Thursday, May 20, 2021

SOCIOLOGY OF AI

Massimo AIROLDI – emlyon Business School

Millions of intelligent machines actively participate to social life. They sort and order culture and the social world, by indicating what is “valuable”, “relevant”, “similar”, or “high-risk”. Through their incessant interactions with humans, they powerfully shape society, often in unpredictable ways.
AI technologies are also shaped by society in turn – well beyond developers’ initial choices and intentions. Machine learning systems adjust their future behaviour based on socially-situated feedback loops, and end up replicating the worldviews and biases inscribed in human-generated training data. From a sociological perspective, it can be argued that intelligent machines are not too dissimilar from “regular” social agents: they are socialized thanks to (datafied) learning processes, and practically contribute to the reproduction of material and symbolic inequalities – as in the cases of race and gender discriminations by AI hiring systems, predictive risk models, chatbots, or search engines. In this seminar, I articulate a Bourdieusian understanding of AI systems, aimed to illuminate cultural mechanisms of techno-social reproduction currently obscured by the normative and psychology-centred notion of “bias”.
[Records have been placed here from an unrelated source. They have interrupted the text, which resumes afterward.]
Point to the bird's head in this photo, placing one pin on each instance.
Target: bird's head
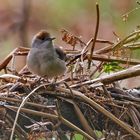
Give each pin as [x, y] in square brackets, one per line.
[41, 37]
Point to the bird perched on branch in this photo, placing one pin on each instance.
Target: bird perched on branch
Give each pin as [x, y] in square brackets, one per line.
[44, 59]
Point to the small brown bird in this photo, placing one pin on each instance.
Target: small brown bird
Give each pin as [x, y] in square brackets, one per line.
[44, 59]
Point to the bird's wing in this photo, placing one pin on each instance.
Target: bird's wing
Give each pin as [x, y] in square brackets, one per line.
[60, 53]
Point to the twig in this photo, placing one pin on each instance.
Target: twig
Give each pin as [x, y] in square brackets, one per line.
[104, 111]
[127, 73]
[95, 35]
[55, 117]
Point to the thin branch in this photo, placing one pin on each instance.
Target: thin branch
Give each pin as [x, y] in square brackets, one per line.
[127, 73]
[104, 111]
[95, 35]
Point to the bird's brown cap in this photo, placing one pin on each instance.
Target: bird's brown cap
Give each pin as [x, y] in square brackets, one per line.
[42, 35]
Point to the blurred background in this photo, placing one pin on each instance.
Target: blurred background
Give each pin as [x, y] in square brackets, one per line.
[21, 19]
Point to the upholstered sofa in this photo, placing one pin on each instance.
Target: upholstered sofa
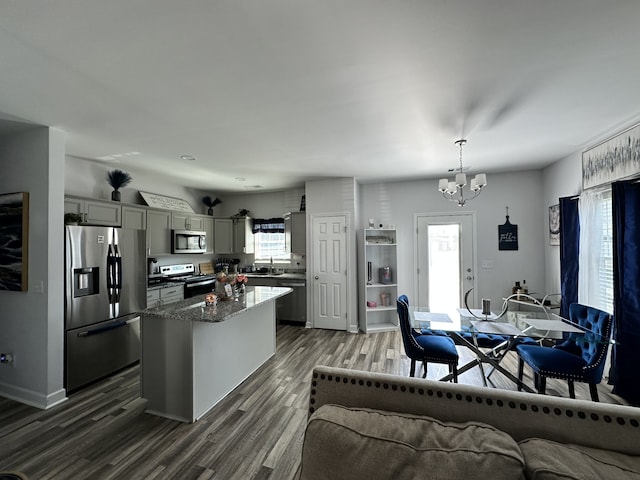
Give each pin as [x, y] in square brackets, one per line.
[366, 425]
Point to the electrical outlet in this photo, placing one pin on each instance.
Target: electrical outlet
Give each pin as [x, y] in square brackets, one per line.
[8, 358]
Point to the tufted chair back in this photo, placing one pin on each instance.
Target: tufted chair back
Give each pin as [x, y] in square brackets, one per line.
[411, 347]
[592, 346]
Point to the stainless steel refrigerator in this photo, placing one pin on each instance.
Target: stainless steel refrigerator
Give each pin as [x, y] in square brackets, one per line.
[105, 289]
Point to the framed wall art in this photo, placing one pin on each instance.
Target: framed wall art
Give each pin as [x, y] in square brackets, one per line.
[507, 235]
[14, 241]
[613, 159]
[554, 225]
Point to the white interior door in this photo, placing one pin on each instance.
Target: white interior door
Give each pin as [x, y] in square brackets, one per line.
[445, 260]
[329, 272]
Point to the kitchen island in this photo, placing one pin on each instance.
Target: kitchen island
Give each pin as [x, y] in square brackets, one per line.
[193, 355]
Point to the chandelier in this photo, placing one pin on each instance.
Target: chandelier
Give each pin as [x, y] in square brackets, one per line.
[454, 190]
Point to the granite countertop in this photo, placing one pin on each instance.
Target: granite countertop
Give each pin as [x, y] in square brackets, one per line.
[194, 309]
[159, 286]
[284, 276]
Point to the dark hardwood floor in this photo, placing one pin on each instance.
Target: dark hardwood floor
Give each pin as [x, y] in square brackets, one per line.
[256, 432]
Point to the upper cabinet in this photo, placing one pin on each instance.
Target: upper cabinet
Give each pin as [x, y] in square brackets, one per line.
[242, 235]
[134, 217]
[208, 227]
[295, 231]
[223, 235]
[187, 221]
[95, 212]
[158, 232]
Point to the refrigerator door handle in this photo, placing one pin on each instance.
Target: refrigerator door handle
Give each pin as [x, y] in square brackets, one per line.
[111, 278]
[104, 328]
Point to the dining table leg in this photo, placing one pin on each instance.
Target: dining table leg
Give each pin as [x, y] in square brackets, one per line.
[482, 357]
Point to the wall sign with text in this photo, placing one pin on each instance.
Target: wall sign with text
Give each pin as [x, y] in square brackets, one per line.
[507, 236]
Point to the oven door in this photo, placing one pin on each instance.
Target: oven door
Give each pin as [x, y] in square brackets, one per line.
[202, 287]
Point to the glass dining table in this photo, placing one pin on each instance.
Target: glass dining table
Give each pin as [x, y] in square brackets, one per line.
[465, 327]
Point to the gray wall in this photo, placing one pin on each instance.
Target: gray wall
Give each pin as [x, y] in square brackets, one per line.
[31, 325]
[397, 203]
[562, 179]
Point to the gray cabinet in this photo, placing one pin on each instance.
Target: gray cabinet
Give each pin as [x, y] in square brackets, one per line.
[223, 235]
[95, 212]
[243, 235]
[158, 232]
[134, 217]
[207, 223]
[187, 221]
[295, 232]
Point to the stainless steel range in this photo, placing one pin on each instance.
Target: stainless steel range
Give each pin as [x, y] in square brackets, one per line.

Massimo AIROLDI – emlyon Business School

Massimo Airoldi is a sociologist and Assistant Professor at emlyon business school. He collaborates with the Lifestyle Research Center and with the AIM Research Center on Artificial Intelligence in Value Creation. His research interests include the social implications of AI, platformization of consumer culture, and digital research methods. His book “Machine Habitus: Toward a Sociology of Algorithms” is forthcoming for Polity Press.